An investigator ensures that a study is conducted according to the:
- Pertinent regulations
- Executed investigator statement
- Investigational plan
A few other key investigator responsibilities are to:
- Ensure the protection of study participants’ rights, safety and welfare
- Control and be accountable for study drugs
- Obtain an informed consent for each study participant
What qualifications are needed to become a clinical trial investigator?
Physicians are screened by education, training, and experience prior to assuming responsibility for the proper conduct of a study. You do not need to be associated with a medical school or teaching hospital and no previous investigator experience is needed to qualify.
How do I know if my site is a good fit to conduct a clinical trial?

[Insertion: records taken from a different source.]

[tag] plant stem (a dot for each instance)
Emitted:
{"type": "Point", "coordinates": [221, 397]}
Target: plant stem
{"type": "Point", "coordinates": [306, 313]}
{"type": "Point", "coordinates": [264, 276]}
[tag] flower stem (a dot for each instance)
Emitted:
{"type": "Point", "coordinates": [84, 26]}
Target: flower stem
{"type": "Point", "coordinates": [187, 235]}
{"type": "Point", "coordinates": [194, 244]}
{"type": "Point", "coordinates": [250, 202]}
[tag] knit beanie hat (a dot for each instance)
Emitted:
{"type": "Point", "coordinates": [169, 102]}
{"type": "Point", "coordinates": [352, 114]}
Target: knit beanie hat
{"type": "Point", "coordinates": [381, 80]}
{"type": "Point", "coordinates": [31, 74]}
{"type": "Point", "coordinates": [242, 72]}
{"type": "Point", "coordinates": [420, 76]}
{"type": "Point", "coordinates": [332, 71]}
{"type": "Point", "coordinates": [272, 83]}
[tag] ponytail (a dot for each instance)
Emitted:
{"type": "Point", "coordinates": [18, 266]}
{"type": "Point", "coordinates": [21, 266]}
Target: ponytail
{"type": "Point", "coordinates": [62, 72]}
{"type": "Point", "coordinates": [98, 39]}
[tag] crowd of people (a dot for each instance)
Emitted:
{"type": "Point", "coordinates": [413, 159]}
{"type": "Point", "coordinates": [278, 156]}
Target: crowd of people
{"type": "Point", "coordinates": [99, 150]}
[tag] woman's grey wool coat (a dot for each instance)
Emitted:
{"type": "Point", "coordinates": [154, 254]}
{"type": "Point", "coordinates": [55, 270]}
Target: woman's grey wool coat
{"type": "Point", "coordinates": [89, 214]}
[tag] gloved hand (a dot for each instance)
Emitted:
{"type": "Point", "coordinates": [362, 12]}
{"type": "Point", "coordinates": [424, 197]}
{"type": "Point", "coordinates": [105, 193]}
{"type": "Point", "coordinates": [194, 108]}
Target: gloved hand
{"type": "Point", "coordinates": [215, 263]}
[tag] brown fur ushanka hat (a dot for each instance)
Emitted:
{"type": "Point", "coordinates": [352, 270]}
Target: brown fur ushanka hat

If your site meets the criteria below, you may be a good fit and are encouraged to register and create a profile. It is helpful if your site has:
- Ample time and available staff to meet study commitments
- The patient population available to meet enrollment goals
- Enough available space to properly store investigational products and study supplies
- Access to a Central and/or Local Ethics Committee or Institutional Review Board
- An understanding of the budget and compensation models necessary to participate
Why consider becoming a clinical trial investigator?
By conducting clinical trials you:
- Can offer patients new treatments and access to therapies that may only be available through participation in clinical trials
- Benefit from the increased recognition as a thought leader within your professional community
- Remain at the cutting edge of your specific area of therapeutic interest
What happens when I am selected to be a clinical trial investigator with Pharm-Olam?
If you are selected to participate in a trial, a member of our Pharm-Olam team will contact you to coordinate a phone call or pre-evaluation to confirm your suitability. He or she will provide you with an essential study document checklist and some other materials. You will also be invited to participate in a feasibility (eFQ) and/or site identification assessment to verify your interest and suitability.